Hashim Tyabji, wildlife and tourism expert, and Co-founder of Kaafila Camp
17 April 2020
A blessing in disguise?
The most important lesson arising from the Covid-19 pandemic is that we must be prepared to imagine the unimaginable. There is some talk about future health crises; about the economic virus that is more virulent than novel Coronavirus, etc. But the fact is that we are already in the midst of the most far-reaching and life-threatening crisis of them all — Climate Change. My sense is that the cataclysmic scale and destructiveness of this pandemic is going to do more to focus people’s minds on the clear and present danger posed by the effects of climate change to our present way of life than all the well-publicised campaigns and international agreements. This heightened awareness is going to influence individual behaviour — and I believe that long-distance leisure travel will suffer long-term decline or stagnation.
Many insightful words have been written about the relevance and strength of local tourism; community based tourism; responsible tourism. So I won’t add to this except to say that I find many of these ideas persuasive.
Walk the talk
How should we prepare for the post pandemic/climate change-aware future? Since my experience has been with wildlife/wilderness tourism, I will focus on that area.
- Invest in your staff. The quality of experience of your guests is dependant almost wholly on the quality of your staff. We now have time to train them, to pick out the individuals with potential and help them realise that potential. Make sure that this recognition is matched by some kind of financial reward as well.
- Create financial reserves and tangible assets that can be leveraged to keep afloat in lean times. In our company, we try and keep a full season’s direct overheads in the banks with an additional reserve before taking any profits out of the company.
- Be sustainable and responsible. Carefully examine your hardware and all operations through the prism of carbon footprint, waste minimisation, water and energy efficiency, local recruitment, community involvement and benefit. Future travellers are going to have a sharpened eye for these issues. For responsible travel practitioners, this will not only be an intrinsic compulsion but also a market compulsion to strengthen your credibility and establish a loyal customer base.
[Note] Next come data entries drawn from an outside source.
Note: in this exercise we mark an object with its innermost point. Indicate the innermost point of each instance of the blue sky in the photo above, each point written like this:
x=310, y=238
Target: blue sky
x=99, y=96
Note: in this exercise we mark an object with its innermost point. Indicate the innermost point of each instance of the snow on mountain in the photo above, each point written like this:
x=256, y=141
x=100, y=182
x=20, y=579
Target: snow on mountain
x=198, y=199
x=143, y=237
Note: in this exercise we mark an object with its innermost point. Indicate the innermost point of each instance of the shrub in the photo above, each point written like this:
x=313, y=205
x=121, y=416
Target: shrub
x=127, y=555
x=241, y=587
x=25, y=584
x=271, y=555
- Seek clarity of identity. Think carefully about what exactly is your product. Are you a dedicated wildlife lodge/camp? Or a holiday resort with wildlife viewing as one of several activities? A wellness retreat? A weekend getaway? Once you are clear in your mind, focus completely on strengthening that identity. That will be your brand. In my experience, good business and operational decision making can only flow from clarity on this issue. Don’t get side-tracked by short-term marketing or business decisions, which only dilute your overall identity, and confuse and even demoralise your staff. Most importantly, a clear identity leads to long-term client loyalty as nothing else does. Because these are people who love what you have to offer and by and large are immune to the blandishments of price discounts etc, by the competition.
- Appropriate staff and systems. When taking decisions about staff recruitment, welfare and technologies that strengthen your brand, the wrong question is, “Can I afford this?” The correct question is, “Can I afford not to do this?”
Is it possible? Yes!
By way of illustration — we began building Forsyth’s Lodge, Satpura in 2008. As the financial crisis engulfed us, our construction budget shrank resulting in a much sparser lodge offering than envisaged. Additionally, Satpura was a completely unknown park without the draw of regular tiger sightings — the indispensable requirement for a successful Central Indian park. With tourism recovering slowly and the pressure of loans and salary bills, we were strongly advised to dilute our ‘jungle plan only’ offering and open the lodge to AP guests of all descriptions to tide over the tough times. We realised that once we did this, it would be difficult for us to walk back our identity to an exclusive wildlife lodge. Moreover, we knew that it would be hard to retain our picked and dedicated group of young naturalists, who were the heart and soul of the lodge and critical to the in depth wildlife experience that we offered. We had in fact recruited these naturalists at what were then unprecedented salaries because the question we asked ourselves was — if we want to offer a truly unique wildlife experience, can we afford NOT to recruit these people? Although we faced some tough times, we stuck to our guns and in the long run our strategy paid off and Forsyth’s established itself as one of the best ‘wildlife’ lodges in the country with a loyal client base.